Schwäbische Zeitung (Biberach)
Merkel ruft zu Corona-Impfungen auf
Herdenimmunität noch weit entfernt – Ärztepräsident warnt vor Druck auf Ungeimpfte
BERLIN (dpa) - Kanzlerin Angela Merkel (CDU) hat die Bürgerinnen und Bürger in Deutschland zum Start einer bundesweiten Impfaktionswoche aufgerufen, die Angebote für Corona-Impfungen zu nutzen. „Nie war es einfacher, eine Impfung zu bekommen. Nie ging es schneller“, sagte sie vor dem Start der Aktion an diesem Montag. Jeder könne sich dann ohne Termin und kostenfrei impfen lassen. „Ich bitte Sie daher: Schützen Sie sich selbst und andere. Lassen Sie sich impfen“, appellierte die Bundeskanzlerin. Die Aktionswoche dauert bis zum 19. September.
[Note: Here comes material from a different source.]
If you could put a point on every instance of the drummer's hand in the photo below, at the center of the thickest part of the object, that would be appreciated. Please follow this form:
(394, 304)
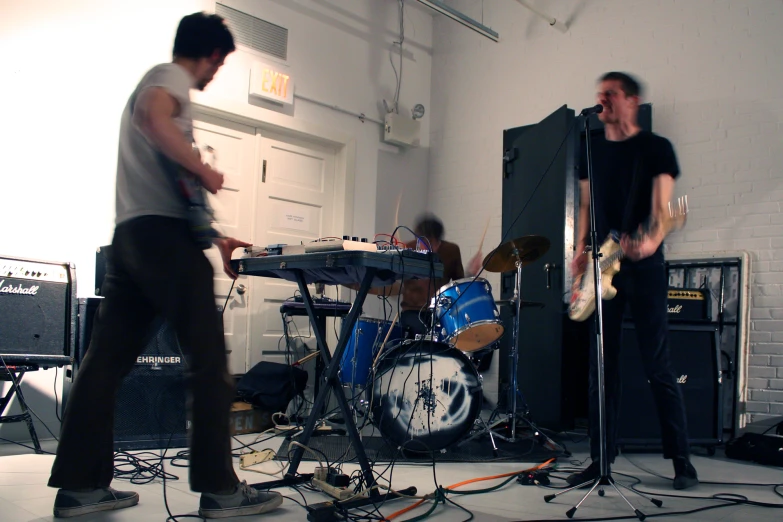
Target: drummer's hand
(475, 264)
Leider steige die Zahl der Neuinfektionen wieder, warnte Merkel in einem am Sonntag veröffentlichten Video-Podcast. Die große Mehrheit der Patienten, die im Krankenhaus oder auf der Intensivstation behandelt würden, seien ungeimpft. Um gut durch Herbst und Winter zu kommen, „müssen wir daher noch mehr Menschen überzeugen, sich impfen zu lassen“. Vier Millionen Menschen in Deutschland seien an dem Virus erkrankt und über 90 000 Menschen daran gestorben. Die Kanzlerin sprach von „Zahlen, die für enormes Leid und tiefe Trauer stehen“.
Nach dem jüngsten Wochenbericht des Robert-Koch-Instituts (RKI) hatten in der Bevölkerung über 60 Jahre 83 Prozent den vollen Impfschutz. Bei den Erwachsenen unter 60 Jahren liegt die Quote hingegen lediglich bei 66 Prozent, bei Kindern und Jugendlichen im Alter von zwölf bis 17 bei etwa einem Viertel. Das RKI geht davon aus, dass eine Herdenimmunität erreicht wird, wenn 85 Prozent der Zwölf- bis 59Jährigen und 90 Prozent der über 60Jährigen geimpft sind. Dann wären auch jene geschützt, die sich nicht impfen lassen können.
Ärztepräsident Klaus Reinhardt hält stärkere Einschränkungen für Ungeimpfte trotz der nur langsam steigenden Impfquote für unangebracht: „Im Moment bin ich dagegen. Noch mehr Druck auf Nicht-Geimpfte auszuüben, wäre zum jetzigen Zeitpunkt nicht angemessen.“Reinhardt argumentierte, zum einen sei das Gesundheitssystem aktuell nicht so sehr beansprucht. Zum anderen könne mehr Druck Unentschlossene abschrecken. Baden-Württemberg will in dieser Woche härtere Einschränkungen für Ungeimpfte beschließen.